Illinois Supreme Court Rule 40 provides for fees in connection with
wedding ceremonies as follows:
(b) Clerk - Fee. The chief judge may set a fee to be collected by the clerk in
an amount not to exceed $ 10 for each marriage performed. No additional fee or
gratuity will be solicited or accepted. (Emphasis added)
(c) Trust Account. The fees received shall be deposited in a bank account
in the name of the "Marriage Fund of the Circuit Court of _____County."

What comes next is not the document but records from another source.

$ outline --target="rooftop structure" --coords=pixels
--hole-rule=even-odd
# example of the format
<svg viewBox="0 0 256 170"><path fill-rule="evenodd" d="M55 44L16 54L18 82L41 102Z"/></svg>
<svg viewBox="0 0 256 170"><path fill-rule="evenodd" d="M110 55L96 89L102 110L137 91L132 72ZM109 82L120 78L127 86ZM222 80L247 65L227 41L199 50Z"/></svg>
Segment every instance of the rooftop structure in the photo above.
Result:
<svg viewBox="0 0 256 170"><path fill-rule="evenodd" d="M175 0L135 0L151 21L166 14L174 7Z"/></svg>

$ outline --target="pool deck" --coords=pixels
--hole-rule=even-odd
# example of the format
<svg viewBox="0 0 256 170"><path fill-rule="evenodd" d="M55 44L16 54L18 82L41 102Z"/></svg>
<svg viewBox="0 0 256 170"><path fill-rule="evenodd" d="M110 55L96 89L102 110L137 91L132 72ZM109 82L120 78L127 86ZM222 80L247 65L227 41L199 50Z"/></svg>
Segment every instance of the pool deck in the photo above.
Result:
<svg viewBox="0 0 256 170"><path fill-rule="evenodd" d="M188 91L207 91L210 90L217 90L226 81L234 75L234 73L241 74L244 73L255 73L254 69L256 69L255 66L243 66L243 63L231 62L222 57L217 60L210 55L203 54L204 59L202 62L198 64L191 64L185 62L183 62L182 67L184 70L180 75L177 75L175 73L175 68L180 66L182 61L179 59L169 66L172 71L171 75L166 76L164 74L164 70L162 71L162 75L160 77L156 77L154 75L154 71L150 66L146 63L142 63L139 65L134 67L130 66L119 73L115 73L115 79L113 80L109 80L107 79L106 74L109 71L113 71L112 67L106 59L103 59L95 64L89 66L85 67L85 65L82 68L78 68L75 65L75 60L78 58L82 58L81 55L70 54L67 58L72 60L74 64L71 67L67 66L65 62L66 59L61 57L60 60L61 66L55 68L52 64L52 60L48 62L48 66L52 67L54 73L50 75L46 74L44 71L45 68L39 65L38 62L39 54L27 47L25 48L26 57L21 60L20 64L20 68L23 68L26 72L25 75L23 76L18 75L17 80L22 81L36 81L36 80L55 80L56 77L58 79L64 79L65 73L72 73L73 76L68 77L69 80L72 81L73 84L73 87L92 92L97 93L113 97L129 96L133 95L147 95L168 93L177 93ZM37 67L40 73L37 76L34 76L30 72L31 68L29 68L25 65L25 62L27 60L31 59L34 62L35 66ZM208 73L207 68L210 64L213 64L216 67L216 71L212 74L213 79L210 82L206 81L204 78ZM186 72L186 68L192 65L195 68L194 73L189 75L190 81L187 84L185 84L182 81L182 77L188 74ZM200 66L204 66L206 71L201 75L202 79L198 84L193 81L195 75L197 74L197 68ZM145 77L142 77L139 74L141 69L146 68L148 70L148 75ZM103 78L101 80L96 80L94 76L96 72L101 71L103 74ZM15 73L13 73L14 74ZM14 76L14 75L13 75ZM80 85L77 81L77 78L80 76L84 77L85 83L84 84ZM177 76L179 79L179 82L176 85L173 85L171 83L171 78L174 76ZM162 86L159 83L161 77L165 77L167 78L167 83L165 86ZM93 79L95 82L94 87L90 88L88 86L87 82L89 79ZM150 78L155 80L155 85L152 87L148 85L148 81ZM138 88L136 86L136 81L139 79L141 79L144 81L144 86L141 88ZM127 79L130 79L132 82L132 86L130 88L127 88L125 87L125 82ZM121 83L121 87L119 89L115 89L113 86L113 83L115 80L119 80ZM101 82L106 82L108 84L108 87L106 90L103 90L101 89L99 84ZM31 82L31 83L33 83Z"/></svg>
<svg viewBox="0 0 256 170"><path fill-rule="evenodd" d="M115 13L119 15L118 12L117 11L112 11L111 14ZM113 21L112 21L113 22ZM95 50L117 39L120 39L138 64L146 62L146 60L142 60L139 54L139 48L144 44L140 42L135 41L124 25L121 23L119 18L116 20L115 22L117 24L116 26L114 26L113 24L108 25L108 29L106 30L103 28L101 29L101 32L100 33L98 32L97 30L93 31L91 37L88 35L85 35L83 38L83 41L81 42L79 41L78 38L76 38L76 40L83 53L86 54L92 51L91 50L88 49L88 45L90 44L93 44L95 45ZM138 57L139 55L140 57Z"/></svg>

Rule 40 simply does not permit the acceptance of a monetary or
non-monetary fee or gift in addition to the $10.00 fee authorized by the Rule. See
In Re Morgan, 2 Ill. Cts. Com. 75, 79 (1985) and In Re Walter, 2 Ill. Cts. Com. 83,
90 (1985). In addition, the authorized fee must be collected by the clerk and
deposited into the marriage fund bank account. See In Re Morgan, supra, and In
Re Walter, supra.
Further, by accepting a gift a judge would be improperly receiving
"compensation for services in addition to the judge's salary but not provided by
law". In Re Morgan, supra, at p. 82; Ill. Const. 1970, Art. VI, Sec. 14 (judges
shall receive salaries provided by law); Illinois Supreme Court Rule 66 (judge
may not receive compensation for law related and extra judicial activities
permitted by the Code). Indeed, Rule 66 defines "compensation" to include a sum
of money or other thing of value paid by a person or entity to a judge for services
provided or performed. (Emphasis added)
Finally, Supreme Court Rule 65C(4)(c), which permits a judge to accept
gifts from donors whose interests have not come and are unlikely to come before
the judge, does not allow a judge to accept a gift for performing a wedding. Rule
65C(4)(c) is inapplicable for two reasons. First, the interests of the donor will
come before the judge in the context of the marriage. Second, Rule 65C(4)(c), is
not applicable where, as here, the "gift" is given in return for an act performed by
the judge in the judge's official capacity.
In summary, accepting a fee, gift, gratuity, or compensation of any kind for
solemnizing a marriage violates Supreme Court Rules 40 and 66 and Article VI,
Sec. 14 of the 1970 Illinois Constitution. The gifts permitted under Supreme
Court Rule 65 do not include gifts in return for performing wedding ceremonies.